Idem pour des tempi rapides dont certains confinent à la précipitation quand d’autres révèlent des idées musicales et des effets sonores notamment au travers des harmoniques produites. Ainsi, si je n’ai pas eu le coup de foudre pour la rapidité employée par Fasil Say dans le final de la sonate n° 23, opus 57, dite l’Appassionata de Beethoven dans sa première version (6:58 chez Naïve) — au contraire de sa version toute récente, chez Warner, plus modérée et surtout plus riche d’intentions (7:26), je demeure totalement subjugué par la folie pure d’un Sviatoslav Richter aussi bien dans son enregistrement studio, dans ce même final (RCA Victor 7:03) que dans ses célèbres live au Carnegie Hall en 1960 (concerts du 19 octobre, 7:34 et du 23 décembre, 7:39), plus lents objectivement, mais en apparence seulement. Pour autant, si je demeure sensible aussi aux tempi plus retenus, plus conventionnels et modérés des grands interprètes beethovéniens, plus proches a priori des intentions du compositeur, comme Schnabel, Backauss et Kempff, l’expérience Richter est pour moi irremplaçable. Et même s’il n’est pas LE plus virtuose dans le final — car on trouve plus véloce dans la discographie — il apparaît comme le plus débridé en même temps qu’il porte une vision passionnante, le tout soutenu par une technique sans failles, des doigts d’acier, qui lui procurent un côté presque diabolique ou inhumain si l’on préfère. On sort de l’écoute bouche bée, groggy, regrettant seulement de ne pas avoir été présent au Carnegie Hall pour participer à cette orgie sonore.

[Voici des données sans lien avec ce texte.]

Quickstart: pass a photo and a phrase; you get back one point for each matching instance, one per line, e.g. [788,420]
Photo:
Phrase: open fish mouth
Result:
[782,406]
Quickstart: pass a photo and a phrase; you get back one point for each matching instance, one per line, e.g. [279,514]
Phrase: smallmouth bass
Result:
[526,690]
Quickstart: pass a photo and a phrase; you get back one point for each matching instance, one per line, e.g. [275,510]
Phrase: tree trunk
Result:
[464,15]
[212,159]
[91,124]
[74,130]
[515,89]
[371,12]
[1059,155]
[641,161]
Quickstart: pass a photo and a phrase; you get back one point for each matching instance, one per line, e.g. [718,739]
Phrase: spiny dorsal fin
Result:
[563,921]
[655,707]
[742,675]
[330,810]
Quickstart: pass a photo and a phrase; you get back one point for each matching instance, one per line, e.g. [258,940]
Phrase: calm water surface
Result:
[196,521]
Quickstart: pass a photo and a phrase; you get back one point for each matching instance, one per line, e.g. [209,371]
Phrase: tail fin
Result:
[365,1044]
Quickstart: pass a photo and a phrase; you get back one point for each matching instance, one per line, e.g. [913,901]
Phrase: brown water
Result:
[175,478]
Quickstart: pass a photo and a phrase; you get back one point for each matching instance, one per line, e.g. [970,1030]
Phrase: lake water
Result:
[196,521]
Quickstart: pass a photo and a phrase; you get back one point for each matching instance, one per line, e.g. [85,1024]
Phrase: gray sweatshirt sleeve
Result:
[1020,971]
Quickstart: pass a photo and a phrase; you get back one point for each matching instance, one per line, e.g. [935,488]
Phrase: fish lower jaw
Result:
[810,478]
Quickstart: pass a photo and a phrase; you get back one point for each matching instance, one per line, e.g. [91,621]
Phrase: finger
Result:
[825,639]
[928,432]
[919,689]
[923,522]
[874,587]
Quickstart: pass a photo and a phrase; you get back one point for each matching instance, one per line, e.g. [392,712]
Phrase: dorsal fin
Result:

Comme d’autres interprètes se sont approprié des œuvres ou des rôles (Maria Callas est Norma, dans l’opéra éponyme de Bellini, Mirella Freni est Mimi dans La Bohème de Puccini, Glenn Gould demeure incontournable dans les Variations Goldberg de Bach, comme Furtwängler l’est dans la 9Symphonie de Beethoven), Richter incarne, pour moi, l’Appassionata.

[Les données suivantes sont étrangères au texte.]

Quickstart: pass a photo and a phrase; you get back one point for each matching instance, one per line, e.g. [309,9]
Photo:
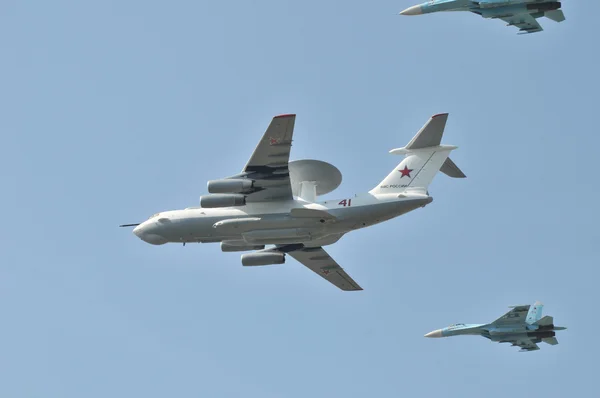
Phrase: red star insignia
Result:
[406,172]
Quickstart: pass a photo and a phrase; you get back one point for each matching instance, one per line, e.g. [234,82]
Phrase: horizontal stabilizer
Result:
[451,169]
[550,340]
[545,321]
[430,134]
[311,213]
[555,15]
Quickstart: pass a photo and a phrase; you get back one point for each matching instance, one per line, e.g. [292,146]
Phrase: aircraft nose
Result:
[414,10]
[435,333]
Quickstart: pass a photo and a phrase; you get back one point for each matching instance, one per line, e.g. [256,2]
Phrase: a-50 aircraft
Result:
[523,326]
[520,13]
[272,201]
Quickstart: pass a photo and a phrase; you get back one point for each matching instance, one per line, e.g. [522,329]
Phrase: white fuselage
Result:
[271,222]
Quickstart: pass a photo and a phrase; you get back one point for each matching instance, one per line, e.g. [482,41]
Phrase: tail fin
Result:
[424,158]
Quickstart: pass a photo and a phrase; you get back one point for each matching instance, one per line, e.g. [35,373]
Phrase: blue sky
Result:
[111,112]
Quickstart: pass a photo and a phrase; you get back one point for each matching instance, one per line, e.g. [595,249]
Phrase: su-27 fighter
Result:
[520,13]
[523,326]
[273,201]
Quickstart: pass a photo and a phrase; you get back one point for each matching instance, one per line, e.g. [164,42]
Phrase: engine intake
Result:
[222,200]
[264,258]
[230,186]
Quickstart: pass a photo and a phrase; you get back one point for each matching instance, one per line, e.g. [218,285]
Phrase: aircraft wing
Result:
[268,165]
[526,345]
[525,22]
[517,314]
[320,262]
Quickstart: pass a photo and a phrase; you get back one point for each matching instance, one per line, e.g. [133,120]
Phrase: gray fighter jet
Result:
[522,326]
[520,13]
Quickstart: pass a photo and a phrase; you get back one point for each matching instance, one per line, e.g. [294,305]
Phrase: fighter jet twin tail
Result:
[523,326]
[520,13]
[273,201]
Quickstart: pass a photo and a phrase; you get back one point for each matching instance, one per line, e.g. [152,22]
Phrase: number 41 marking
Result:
[345,202]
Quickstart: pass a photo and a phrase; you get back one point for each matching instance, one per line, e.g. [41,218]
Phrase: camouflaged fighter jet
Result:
[520,13]
[273,201]
[523,326]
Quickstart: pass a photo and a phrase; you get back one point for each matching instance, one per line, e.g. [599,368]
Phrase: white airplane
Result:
[273,202]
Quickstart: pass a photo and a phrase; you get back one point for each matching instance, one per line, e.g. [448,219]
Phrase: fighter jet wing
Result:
[321,263]
[526,345]
[268,165]
[525,22]
[518,314]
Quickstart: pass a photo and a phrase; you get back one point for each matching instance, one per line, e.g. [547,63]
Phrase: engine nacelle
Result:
[264,258]
[222,200]
[239,185]
[241,247]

Aussi nous sommes-nous lancés dans une folle comparaison des tempi dans l’interprétation des six sonates et partitas pour violon solo de Bach, pour retenir les versions de Gidon Kremer I (Philips, 1980) et II (ECM, 2005), Victoria Mullova II (Onyx, 2007) et Christian Tetzlaff III (Ondine, 2017), et finalement nous arrêter en particulier non pas sur la célébrissime Chaconne de la Partita n° 2, mais sur le presto de la première sonate, grand moment de virtuosité et de musicalité à la fois. Si la simple comparaison des durées des différentes versions ne permet pas de se faire une idée juste du tempo véritable, tous les interprètes n’effectuant pas toutes les reprises, on sera tout de suite saisi par l’effet d’un tempo soutenu sur la perception même de cette musique. La comparaison entre les versions retenues, auxquelles on pourrait adjoindre la version plus ancienne de Jacha Heifetz (1952, RCA Victor), dans un même esprit de modernité, confrontées aux interprétations plus traditionnelles, et souvent un peu datées — du moins dans cette pièce — des pourtant très grands violonistes des années 1950 à 1970, au premier rang desquels on retrouvera, dans ce répertoire, Yehudi Menuhin (EMI par deux fois), Nathan Milstein (EMI et DG), Henryk Szeryng (CBS et DG), Arthur Grumiaux (Philips), ne tourne pas à l’avantage de ces derniers dans le presto ; ceci demeurant un avis évidemment personnel. En effet, si ces versions expriment une idée de la danse, conforme à l’esprit de la sonate baroque, elles ne sont pas toujours dénuées d’un léger rubato qui apparaît aujourd’hui démodé, voire incongru, au regard des versions Kremer, Mullova, Tetzlaff, où l’intensité et la précision du mouvement révèlent des sonorités peut-être moins recherchées, moins léchées, mais riches notamment d’harmoniques, le tout dans des interprétations qui ne souffrent pas d’un tempo mouvant, mais au contraire d’un métronome régulier, et qui donnent à la fois une impression de modernité, d’évidence et de fidélité à l’esprit du compositeur.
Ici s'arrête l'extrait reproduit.